– А фотографии? Наверняка ты видел фотографии Майкла Вэйланда и понял, что это вовсе не тот человек, которого ты называл отцом! – Мариза закусила губу. – Помоги мне, Джейс.

– Все фотографии погибли во время Восстания. Так сказали мне вы. Теперь я и сам сомневаюсь – а Валентин ли сжег фотографии, чтобы никто не узнал о том, кто входил в Круг? У меня никогда не было фотографий отца, – произнес Джейс с горечью.

Мариза потерла виски.

– Не могу поверить, – пробормотала она. – Не может быть…

– И не верьте в это. Лучше поверьте мне, – выпалил Джейс, чувствуя, что дрожь в руках усиливается.

– Ты думаешь, я не хочу тебе верить? – На секунду юноше показалось, будто он слышит эхо голоса той Маризы, которая приходила к нему, когда ему было десять лет. Он лежал ночами без сна, уставясь в потолок сухими глазами, и думал об отце, а она садилась у его постели и сидела рядом, пока он наконец не засыпал перед самым рассветом…

– Я ничего не знал, – повторил Джейс. – И когда он предложил мне вместе с ним вернуться в Идрис, я отказался. Я все еще здесь. Это что, совсем ничего не значит?

Мариза посмотрела на графин, словно раздумывая, не выпить ли еще вина.

– Я хотела бы тебе поверить… Но твоему отцу было бы очень полезно твое присутствие в Институте. Когда дело касается Валентина, я не могу доверять никому, кого коснулось его влияние.

– Вас тоже коснулось его влияние, – заметил Джейс – и тут же пожалел об этом, увидев выражение, промелькнувшее на лице приемной матери.

– И я отвергла его, – сказала Мариза. – А ты? Что сделал ты?.. Скажи мне, что ненавидишь его, Джейс. Скажи, что ненавидишь этого человека и все, чем он живет.

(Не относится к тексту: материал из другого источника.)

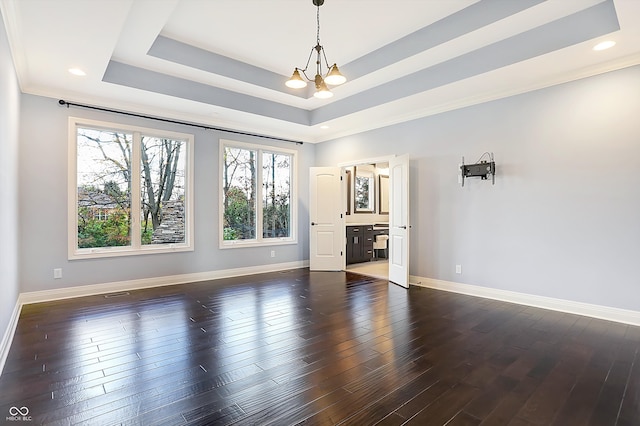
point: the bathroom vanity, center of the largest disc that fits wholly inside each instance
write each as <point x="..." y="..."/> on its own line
<point x="361" y="239"/>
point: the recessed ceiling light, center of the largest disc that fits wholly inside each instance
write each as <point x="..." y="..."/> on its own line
<point x="604" y="45"/>
<point x="77" y="71"/>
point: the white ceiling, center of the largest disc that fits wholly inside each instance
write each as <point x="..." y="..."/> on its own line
<point x="224" y="62"/>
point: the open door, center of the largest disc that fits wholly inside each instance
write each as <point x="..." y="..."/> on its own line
<point x="326" y="213"/>
<point x="399" y="220"/>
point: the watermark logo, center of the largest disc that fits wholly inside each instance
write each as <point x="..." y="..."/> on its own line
<point x="18" y="414"/>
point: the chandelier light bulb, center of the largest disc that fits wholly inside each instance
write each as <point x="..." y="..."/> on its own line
<point x="322" y="91"/>
<point x="334" y="77"/>
<point x="296" y="81"/>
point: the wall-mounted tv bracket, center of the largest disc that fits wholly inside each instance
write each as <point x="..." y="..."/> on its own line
<point x="481" y="168"/>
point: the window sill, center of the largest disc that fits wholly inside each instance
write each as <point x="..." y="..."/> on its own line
<point x="103" y="252"/>
<point x="231" y="244"/>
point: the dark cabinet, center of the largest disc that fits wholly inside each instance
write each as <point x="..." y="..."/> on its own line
<point x="360" y="243"/>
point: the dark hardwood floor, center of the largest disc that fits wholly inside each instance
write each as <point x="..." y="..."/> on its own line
<point x="316" y="349"/>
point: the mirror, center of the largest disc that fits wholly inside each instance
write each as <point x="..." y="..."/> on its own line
<point x="364" y="189"/>
<point x="383" y="196"/>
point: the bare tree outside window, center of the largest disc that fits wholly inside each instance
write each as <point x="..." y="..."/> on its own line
<point x="104" y="185"/>
<point x="104" y="188"/>
<point x="239" y="192"/>
<point x="276" y="209"/>
<point x="162" y="191"/>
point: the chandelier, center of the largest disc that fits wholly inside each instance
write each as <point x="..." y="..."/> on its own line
<point x="333" y="76"/>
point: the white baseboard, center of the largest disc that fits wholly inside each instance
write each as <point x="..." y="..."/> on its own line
<point x="8" y="334"/>
<point x="568" y="306"/>
<point x="89" y="290"/>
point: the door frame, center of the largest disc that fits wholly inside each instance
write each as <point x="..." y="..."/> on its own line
<point x="373" y="160"/>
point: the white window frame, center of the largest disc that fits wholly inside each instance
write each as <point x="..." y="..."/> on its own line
<point x="136" y="247"/>
<point x="259" y="241"/>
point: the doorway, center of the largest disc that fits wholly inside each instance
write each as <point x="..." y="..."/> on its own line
<point x="333" y="242"/>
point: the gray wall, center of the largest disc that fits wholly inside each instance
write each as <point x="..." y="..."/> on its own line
<point x="9" y="125"/>
<point x="563" y="219"/>
<point x="43" y="206"/>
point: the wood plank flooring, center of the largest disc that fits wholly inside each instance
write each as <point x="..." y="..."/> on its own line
<point x="309" y="348"/>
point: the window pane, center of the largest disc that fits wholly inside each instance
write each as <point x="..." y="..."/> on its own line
<point x="162" y="190"/>
<point x="276" y="197"/>
<point x="103" y="188"/>
<point x="239" y="194"/>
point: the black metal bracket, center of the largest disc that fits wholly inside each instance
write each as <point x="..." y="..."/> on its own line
<point x="482" y="169"/>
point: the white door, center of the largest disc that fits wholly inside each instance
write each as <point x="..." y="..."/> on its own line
<point x="399" y="220"/>
<point x="326" y="214"/>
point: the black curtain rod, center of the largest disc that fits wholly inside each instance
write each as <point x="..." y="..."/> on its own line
<point x="184" y="123"/>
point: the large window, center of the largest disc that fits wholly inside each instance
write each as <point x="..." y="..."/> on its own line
<point x="257" y="195"/>
<point x="129" y="190"/>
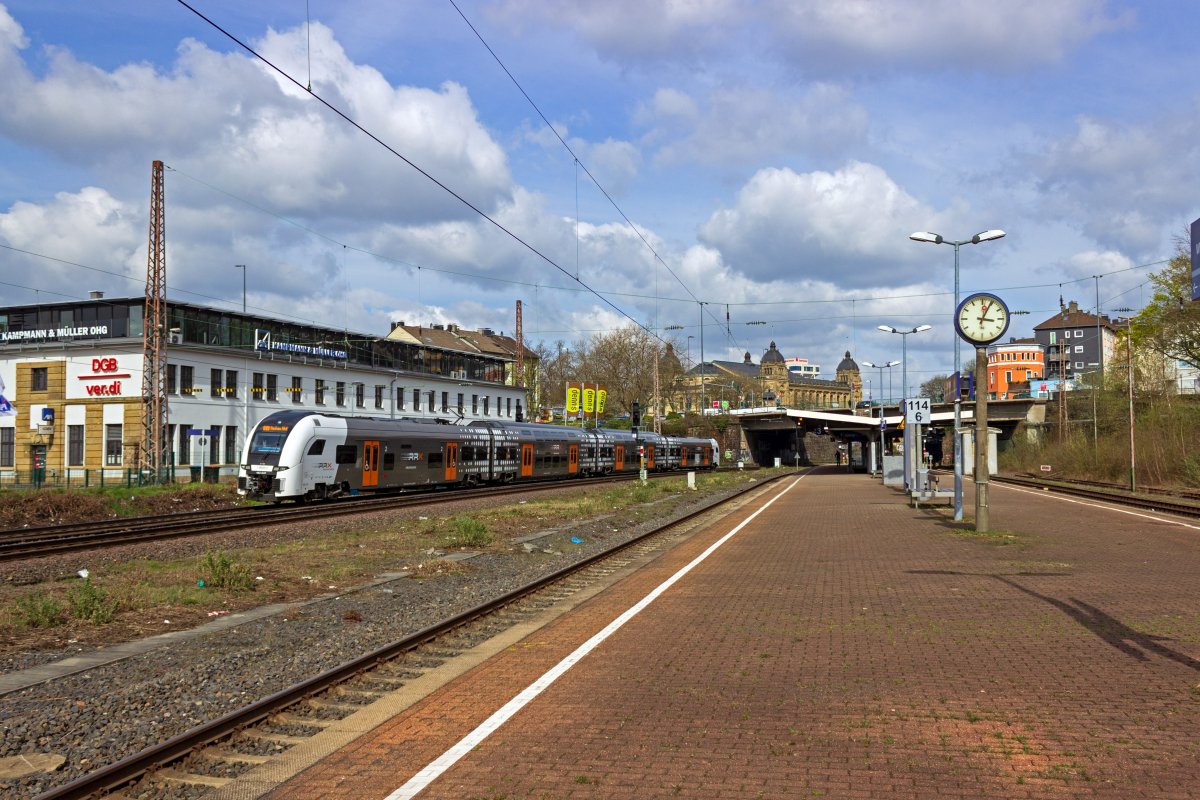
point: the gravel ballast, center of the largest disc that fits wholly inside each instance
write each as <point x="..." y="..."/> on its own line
<point x="111" y="711"/>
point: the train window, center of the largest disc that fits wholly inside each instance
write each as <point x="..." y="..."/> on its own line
<point x="264" y="443"/>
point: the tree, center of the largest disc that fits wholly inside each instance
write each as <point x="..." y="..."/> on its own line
<point x="1170" y="323"/>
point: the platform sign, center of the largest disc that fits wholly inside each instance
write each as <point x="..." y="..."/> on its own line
<point x="917" y="411"/>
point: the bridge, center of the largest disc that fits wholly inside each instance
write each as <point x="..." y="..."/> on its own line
<point x="785" y="433"/>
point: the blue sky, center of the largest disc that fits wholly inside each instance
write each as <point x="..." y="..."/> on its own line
<point x="772" y="156"/>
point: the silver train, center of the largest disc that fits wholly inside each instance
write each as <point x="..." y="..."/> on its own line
<point x="307" y="456"/>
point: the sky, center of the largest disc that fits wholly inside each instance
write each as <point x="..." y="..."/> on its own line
<point x="732" y="172"/>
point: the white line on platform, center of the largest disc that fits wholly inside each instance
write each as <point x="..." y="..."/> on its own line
<point x="1101" y="505"/>
<point x="430" y="773"/>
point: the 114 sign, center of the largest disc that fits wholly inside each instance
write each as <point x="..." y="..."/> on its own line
<point x="917" y="411"/>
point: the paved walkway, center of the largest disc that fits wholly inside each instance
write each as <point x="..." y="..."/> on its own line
<point x="844" y="645"/>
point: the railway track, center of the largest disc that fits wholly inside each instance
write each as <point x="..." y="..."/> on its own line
<point x="1157" y="501"/>
<point x="53" y="540"/>
<point x="316" y="703"/>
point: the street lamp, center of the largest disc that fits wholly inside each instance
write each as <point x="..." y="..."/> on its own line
<point x="936" y="239"/>
<point x="243" y="268"/>
<point x="881" y="367"/>
<point x="904" y="352"/>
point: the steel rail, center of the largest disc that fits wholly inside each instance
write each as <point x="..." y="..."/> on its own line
<point x="39" y="542"/>
<point x="132" y="767"/>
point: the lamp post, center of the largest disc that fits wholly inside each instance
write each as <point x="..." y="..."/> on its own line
<point x="881" y="367"/>
<point x="936" y="239"/>
<point x="904" y="352"/>
<point x="243" y="268"/>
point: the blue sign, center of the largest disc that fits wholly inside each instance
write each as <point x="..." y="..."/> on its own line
<point x="1195" y="259"/>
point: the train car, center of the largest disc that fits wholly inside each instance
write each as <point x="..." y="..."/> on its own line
<point x="309" y="456"/>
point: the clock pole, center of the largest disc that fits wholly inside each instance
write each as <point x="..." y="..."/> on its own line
<point x="982" y="473"/>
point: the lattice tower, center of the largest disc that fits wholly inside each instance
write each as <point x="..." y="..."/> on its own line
<point x="154" y="337"/>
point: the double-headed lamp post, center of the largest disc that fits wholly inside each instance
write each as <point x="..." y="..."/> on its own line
<point x="904" y="352"/>
<point x="936" y="239"/>
<point x="881" y="367"/>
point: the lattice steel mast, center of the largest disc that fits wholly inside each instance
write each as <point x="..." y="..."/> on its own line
<point x="154" y="336"/>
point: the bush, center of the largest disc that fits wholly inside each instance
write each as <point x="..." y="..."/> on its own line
<point x="89" y="602"/>
<point x="222" y="572"/>
<point x="468" y="533"/>
<point x="40" y="609"/>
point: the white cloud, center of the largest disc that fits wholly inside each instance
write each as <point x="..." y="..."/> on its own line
<point x="850" y="226"/>
<point x="741" y="124"/>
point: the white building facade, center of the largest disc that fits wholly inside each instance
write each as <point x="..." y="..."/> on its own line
<point x="73" y="374"/>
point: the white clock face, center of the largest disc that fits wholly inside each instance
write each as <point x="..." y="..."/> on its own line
<point x="983" y="318"/>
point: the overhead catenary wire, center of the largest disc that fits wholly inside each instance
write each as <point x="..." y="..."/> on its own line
<point x="424" y="173"/>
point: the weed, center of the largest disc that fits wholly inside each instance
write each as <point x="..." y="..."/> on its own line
<point x="468" y="531"/>
<point x="91" y="603"/>
<point x="40" y="609"/>
<point x="223" y="572"/>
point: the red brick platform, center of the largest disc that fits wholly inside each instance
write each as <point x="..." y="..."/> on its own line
<point x="845" y="645"/>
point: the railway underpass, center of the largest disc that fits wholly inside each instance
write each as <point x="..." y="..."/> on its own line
<point x="793" y="435"/>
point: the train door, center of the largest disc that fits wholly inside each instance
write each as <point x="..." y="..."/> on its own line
<point x="370" y="464"/>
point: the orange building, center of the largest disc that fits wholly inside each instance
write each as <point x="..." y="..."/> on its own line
<point x="1012" y="366"/>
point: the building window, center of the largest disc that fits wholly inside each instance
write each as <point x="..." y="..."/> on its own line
<point x="113" y="445"/>
<point x="185" y="444"/>
<point x="75" y="445"/>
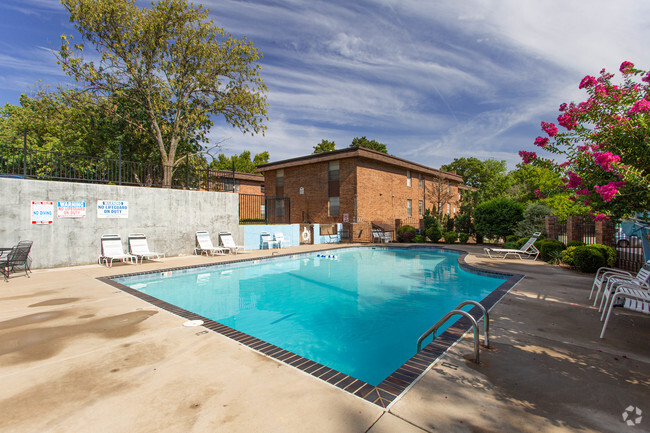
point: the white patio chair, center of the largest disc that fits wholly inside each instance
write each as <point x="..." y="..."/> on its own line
<point x="604" y="275"/>
<point x="228" y="242"/>
<point x="634" y="298"/>
<point x="280" y="239"/>
<point x="204" y="245"/>
<point x="265" y="240"/>
<point x="527" y="251"/>
<point x="139" y="247"/>
<point x="111" y="246"/>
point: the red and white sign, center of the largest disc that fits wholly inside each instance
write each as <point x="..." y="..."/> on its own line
<point x="42" y="212"/>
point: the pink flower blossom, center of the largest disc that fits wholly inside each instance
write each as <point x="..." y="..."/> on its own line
<point x="625" y="67"/>
<point x="642" y="106"/>
<point x="607" y="192"/>
<point x="567" y="121"/>
<point x="527" y="157"/>
<point x="587" y="81"/>
<point x="549" y="128"/>
<point x="606" y="159"/>
<point x="541" y="141"/>
<point x="574" y="180"/>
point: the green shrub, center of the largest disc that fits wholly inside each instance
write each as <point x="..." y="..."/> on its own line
<point x="547" y="248"/>
<point x="434" y="233"/>
<point x="450" y="237"/>
<point x="406" y="233"/>
<point x="587" y="259"/>
<point x="609" y="253"/>
<point x="567" y="255"/>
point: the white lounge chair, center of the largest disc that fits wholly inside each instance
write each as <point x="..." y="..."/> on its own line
<point x="604" y="274"/>
<point x="204" y="245"/>
<point x="228" y="242"/>
<point x="112" y="250"/>
<point x="282" y="242"/>
<point x="633" y="298"/>
<point x="641" y="280"/>
<point x="380" y="236"/>
<point x="527" y="251"/>
<point x="265" y="240"/>
<point x="139" y="247"/>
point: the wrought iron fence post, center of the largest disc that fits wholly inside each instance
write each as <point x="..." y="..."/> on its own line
<point x="119" y="161"/>
<point x="25" y="153"/>
<point x="187" y="171"/>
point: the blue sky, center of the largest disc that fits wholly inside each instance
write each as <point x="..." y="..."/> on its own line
<point x="432" y="80"/>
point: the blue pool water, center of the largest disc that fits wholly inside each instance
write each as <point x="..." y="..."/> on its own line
<point x="360" y="312"/>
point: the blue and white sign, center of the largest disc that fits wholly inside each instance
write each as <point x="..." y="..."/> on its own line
<point x="71" y="209"/>
<point x="112" y="209"/>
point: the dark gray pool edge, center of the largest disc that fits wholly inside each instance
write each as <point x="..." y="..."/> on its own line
<point x="391" y="387"/>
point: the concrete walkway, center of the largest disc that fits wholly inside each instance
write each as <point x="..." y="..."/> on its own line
<point x="79" y="355"/>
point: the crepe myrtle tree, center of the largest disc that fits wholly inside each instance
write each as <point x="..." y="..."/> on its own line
<point x="172" y="63"/>
<point x="605" y="143"/>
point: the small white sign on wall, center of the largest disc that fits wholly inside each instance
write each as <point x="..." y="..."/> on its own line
<point x="71" y="209"/>
<point x="112" y="209"/>
<point x="42" y="212"/>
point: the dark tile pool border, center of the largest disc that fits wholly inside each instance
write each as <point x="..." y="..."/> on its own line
<point x="384" y="393"/>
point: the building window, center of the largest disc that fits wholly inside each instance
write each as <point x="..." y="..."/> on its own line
<point x="334" y="206"/>
<point x="279" y="208"/>
<point x="333" y="170"/>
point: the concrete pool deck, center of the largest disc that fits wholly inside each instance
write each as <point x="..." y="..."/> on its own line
<point x="79" y="355"/>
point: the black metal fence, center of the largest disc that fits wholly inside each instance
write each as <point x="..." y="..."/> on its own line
<point x="260" y="209"/>
<point x="46" y="165"/>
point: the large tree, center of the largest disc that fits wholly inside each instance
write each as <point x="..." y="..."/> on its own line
<point x="172" y="63"/>
<point x="368" y="144"/>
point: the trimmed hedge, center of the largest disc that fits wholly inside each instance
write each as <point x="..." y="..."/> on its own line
<point x="450" y="237"/>
<point x="406" y="233"/>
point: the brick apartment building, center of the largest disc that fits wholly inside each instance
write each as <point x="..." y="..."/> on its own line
<point x="357" y="185"/>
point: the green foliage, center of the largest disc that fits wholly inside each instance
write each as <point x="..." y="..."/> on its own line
<point x="243" y="162"/>
<point x="368" y="144"/>
<point x="497" y="217"/>
<point x="548" y="247"/>
<point x="450" y="237"/>
<point x="406" y="233"/>
<point x="567" y="255"/>
<point x="176" y="69"/>
<point x="534" y="220"/>
<point x="608" y="253"/>
<point x="324" y="146"/>
<point x="587" y="259"/>
<point x="434" y="233"/>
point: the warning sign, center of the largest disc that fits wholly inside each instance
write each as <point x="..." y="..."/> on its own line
<point x="71" y="209"/>
<point x="42" y="212"/>
<point x="112" y="209"/>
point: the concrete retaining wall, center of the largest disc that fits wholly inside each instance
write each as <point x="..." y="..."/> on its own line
<point x="169" y="219"/>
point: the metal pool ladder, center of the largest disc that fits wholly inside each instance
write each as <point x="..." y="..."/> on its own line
<point x="455" y="311"/>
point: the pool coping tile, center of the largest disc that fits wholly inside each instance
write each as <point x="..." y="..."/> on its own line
<point x="391" y="387"/>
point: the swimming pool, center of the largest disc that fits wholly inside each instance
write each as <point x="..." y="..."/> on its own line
<point x="358" y="311"/>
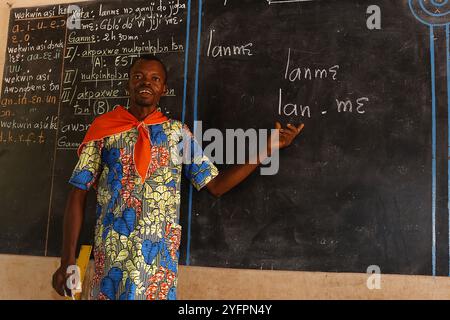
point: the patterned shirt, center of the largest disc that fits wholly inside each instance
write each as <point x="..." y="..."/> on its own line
<point x="137" y="233"/>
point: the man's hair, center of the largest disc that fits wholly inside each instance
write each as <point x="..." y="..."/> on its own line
<point x="149" y="57"/>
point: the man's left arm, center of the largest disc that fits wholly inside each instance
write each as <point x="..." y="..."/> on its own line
<point x="232" y="176"/>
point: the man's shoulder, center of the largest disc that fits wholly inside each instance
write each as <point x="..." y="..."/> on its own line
<point x="174" y="125"/>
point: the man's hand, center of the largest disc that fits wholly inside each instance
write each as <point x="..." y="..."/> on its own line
<point x="59" y="280"/>
<point x="286" y="136"/>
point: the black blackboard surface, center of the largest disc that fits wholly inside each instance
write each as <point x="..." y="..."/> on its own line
<point x="357" y="188"/>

Джейс опустил глаза и рассматривал свои кулаки, сжатые так сильно, что костяшки побелели.

– Не могу.

Мариза резко втянула носом воздух:

– Почему?

– А почему вы не можете сказать, что верите мне? Я прожил с вами почти половину жизни. Вы должны меня очень хорошо знать.

– Ты так искренне говоришь, Джонатан! Ты всегда умел говорить очень искренне, особенно когда в детстве пытался свалить вину за какую-нибудь выходку на Алека или Изабель. Я знаю лишь одного человека, обладающего схожим даром убеждения.

– Моего отца, – пробормотал Джейс, неожиданно почувствовав во рту вкус меди.

– Для Валентина люди делятся на две категории, – сказала Мариза. – Те, кто за Круг, и те, кто против. Вторые – враги, а первые – оружие в его арсенале. Я видела, как он пытался сделать своим оружием друзей и даже собственную жену – все ради высшей цели. И ты хочешь, чтобы я поверила, что он не сделал бы то же самое с сыном? – Она покачала головой. – Я слишком хорошо его знаю. – Впервые за сегодняшний день во взгляде Маризы было больше печали, чем гнева. – Ты – стрела, направленная в самое сердце Конклава, Джейс. Ты – стрела Валентина. Даже если сам того не осознаешь.

Клэри захлопнула дверь спальни с орущим телевизором и пошла разыскивать Саймона. Он оказался на кухне – стоял, нагнувшись над раковиной и уцепившись обеими руками за решетку для посуды. Из крана бежала вода.

– Саймон?

По солнечно-желтым стенам кухни были развешаны детские рисунки Саймона и Ребекки, сделанные цветными карандашами. Ребекка, несомненно, обладала способностями к рисованию, а на рисунках Саймона человечки напоминали скорее парковочные счетчики, увенчанные пучками волос.

Саймон не поднял головы, хотя Клэри точно знала, что он слышал, по тому, как напряглись его плечи. Она подошла и мягко положила руку ему на спину. Ладонь ощутила острые позвонки, выступающие под тонкой хлопковой футболкой, и Клэри подумала, что Саймон похудел. При взгляде на него это было совсем незаметно, но смотреть на Саймона – все равно что смотреть в зеркало. Когда видишь кого-то каждый день, не обращаешь внимания на небольшие изменения внешности.